September 2, 2009. Dear Brothers and Sisters, Our catechesis today deals with another great monastic figure of the Middle Ages, Saint Odo of Cluny.
Attracted by the Benedictine ideal, Odo became a monk, and later the second abbot, of Cluny. At the beginning of the ninth century, Cluny was the center of an influential movement of Church reform, and Odo, by his example and teaching did much to further this spiritual renewal throughout Europe. His writings reveal how deeply he was influenced by the monastic virtues of contemplation, detachment from this world and longing for the world to come.
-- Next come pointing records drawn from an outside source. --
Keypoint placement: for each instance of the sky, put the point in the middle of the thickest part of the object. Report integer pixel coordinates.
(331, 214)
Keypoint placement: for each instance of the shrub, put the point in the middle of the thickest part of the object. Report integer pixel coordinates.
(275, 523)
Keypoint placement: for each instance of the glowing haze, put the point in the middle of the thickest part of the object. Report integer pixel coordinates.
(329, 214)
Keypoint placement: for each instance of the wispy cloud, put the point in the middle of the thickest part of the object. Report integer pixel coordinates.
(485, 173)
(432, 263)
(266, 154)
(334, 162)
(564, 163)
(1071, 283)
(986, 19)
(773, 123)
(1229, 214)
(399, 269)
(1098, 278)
Odo was particularly devoted to the Eucharist, emphasizing the real and substantial presence of Christ under the species of bread and wine.
This conviction of faith led him to work for the reform of the clergy and to stress the need for a worthy reception of the Sacrament. An authentic spiritual guide for his troubled times, Odo blended the personal austerity of a great reformer with a constant and joyful contemplation of Christ’s infinite mercy.
I offer a warm welcome to the English-speaking visitors present at today’s Audience, including those from England, Scotland, Ireland, Nigeria and the United States. My particular greeting goes to the Servants of the Holy Spirit, as well as the young people from The Holy Study House of Prayer. Upon all of you I invoke God’s blessings of joy and peace!